We have seen many old reports about this issue but for older versions of logstash that supposedly the next newer version fixed the "bug" in some multiline plugin... But in our case we using the latest version of everything!!

We are using jdk 8 u 151

openjdk version "1.8.0_151"
OpenJDK Runtime Environment (build 1.8.0_151-8u151-b12-0ubuntu0.16.04.2-b12)
OpenJDK 64-Bit Server VM (build 25.151-b12, mixed mode)

In a docker image container which is OS version:

DISTRIB_ID=Ubuntu
DISTRIB_RELEASE=16.04
DISTRIB_CODENAME=xenial
DISTRIB_DESCRIPTION="Ubuntu 16.04.2 LTS"
NAME="Ubuntu"
VERSION="16.04.2 LTS (Xenial Xerus)"
ID=ubuntu
ID_LIKE=debian
PRETTY_NAME="Ubuntu 16.04.2 LTS"
VERSION_ID="16.04"
HOME_URL="http://www.ubuntu.com/"
SUPPORT_URL="http://help.ubuntu.com/"
BUG_REPORT_URL="http://bugs.launchpad.net/ubuntu/"
VERSION_CODENAME=xenial
UBUNTU_CODENAME=xenial

Can you please give us some hint on how to solve this issue for good?

Thank you in advance.

Regards,
José Rebelo


(Magnus Bäck) #2

What does your pipeline configuration look like?


(José Rebelo) #3

Hi there,

we have the following configurations:

input {
udp {
codec => plain
port => 1514
type => doc
queue_size => 72000
receive_buffer_bytes => 31457280
buffer_size => 65536
}
}

output {
elasticsearch {
hosts => ["0.0.0.0:9200"]
index => "logstash-jenkins"
}
stdout { codec => rubydebug }
}


(Magnus Bäck) #4

Perhaps Logstash isn't processing the events fast enough so your buffers are filling up? What kind of inbound message rate do you have? Is ES keeping up?


(José Rebelo) #5

Hello,

I'm not sure I'm getting your point. We are using jenkins plugin for logstash which is using syslog indexer type.
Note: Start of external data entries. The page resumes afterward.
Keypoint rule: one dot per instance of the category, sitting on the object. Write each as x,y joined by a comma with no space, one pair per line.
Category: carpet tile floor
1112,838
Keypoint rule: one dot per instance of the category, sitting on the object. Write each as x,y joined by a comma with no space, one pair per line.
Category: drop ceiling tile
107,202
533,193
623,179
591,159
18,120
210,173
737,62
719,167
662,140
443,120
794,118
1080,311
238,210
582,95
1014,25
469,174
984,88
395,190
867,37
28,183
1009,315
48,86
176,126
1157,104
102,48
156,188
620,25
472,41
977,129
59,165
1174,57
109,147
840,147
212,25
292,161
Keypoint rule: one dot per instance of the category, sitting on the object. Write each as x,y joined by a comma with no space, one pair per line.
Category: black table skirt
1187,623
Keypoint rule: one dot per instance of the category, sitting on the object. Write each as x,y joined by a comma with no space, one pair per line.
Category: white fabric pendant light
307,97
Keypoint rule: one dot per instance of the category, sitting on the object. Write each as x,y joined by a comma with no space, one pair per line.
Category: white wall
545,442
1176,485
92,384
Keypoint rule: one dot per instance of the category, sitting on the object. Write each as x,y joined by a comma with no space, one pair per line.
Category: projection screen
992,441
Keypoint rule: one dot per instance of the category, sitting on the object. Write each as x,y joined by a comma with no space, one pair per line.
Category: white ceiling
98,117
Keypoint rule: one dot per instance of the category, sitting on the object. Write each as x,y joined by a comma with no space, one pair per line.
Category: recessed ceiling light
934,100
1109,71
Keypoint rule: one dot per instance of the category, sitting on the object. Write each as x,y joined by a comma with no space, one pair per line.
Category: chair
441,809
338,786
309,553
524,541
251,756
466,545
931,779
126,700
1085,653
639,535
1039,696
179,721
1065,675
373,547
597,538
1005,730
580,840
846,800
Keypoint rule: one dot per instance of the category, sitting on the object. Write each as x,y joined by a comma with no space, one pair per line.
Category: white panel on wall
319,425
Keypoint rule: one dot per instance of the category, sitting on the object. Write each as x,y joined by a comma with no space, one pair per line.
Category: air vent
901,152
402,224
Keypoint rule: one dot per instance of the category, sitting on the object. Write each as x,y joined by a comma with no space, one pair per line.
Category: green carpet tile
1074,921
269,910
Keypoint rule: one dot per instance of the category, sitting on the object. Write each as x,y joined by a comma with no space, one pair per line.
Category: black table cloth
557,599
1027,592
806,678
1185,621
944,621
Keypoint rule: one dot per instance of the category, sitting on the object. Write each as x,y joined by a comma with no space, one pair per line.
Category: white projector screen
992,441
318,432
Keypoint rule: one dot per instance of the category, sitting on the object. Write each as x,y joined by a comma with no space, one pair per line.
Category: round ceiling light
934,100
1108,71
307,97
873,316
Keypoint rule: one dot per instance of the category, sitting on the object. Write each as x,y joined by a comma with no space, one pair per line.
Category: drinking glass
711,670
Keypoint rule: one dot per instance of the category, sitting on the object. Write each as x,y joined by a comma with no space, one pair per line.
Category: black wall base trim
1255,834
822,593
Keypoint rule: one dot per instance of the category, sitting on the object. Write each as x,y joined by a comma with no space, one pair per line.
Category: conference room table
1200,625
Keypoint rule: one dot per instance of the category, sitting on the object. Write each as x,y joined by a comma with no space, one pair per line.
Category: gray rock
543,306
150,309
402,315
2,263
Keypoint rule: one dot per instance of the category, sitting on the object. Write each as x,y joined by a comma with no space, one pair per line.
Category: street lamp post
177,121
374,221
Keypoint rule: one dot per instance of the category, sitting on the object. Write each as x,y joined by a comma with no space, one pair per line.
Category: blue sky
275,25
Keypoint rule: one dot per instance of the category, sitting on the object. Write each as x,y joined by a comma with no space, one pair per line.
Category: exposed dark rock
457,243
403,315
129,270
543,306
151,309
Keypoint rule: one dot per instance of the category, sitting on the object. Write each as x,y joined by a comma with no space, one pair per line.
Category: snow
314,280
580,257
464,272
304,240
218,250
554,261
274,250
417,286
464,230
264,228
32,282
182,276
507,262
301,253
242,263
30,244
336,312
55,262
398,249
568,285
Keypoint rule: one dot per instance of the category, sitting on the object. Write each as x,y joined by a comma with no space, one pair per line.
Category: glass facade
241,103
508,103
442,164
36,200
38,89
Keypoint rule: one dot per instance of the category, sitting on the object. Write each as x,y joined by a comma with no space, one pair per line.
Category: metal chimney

The protocol is UDP (RFC5424). The messages we are sending are sent from hundreds of jenkins jobs which have hundreds if not thousands of lines...

We don't have control over the logstash calls cadence because jobs are running in continuous integration mode.

Don't think this has to do with ES because we are experiencing the Java Heap Space issue still in LS... Isn't that so?

Meanwhile I've also noticed additional output log message that might be useful...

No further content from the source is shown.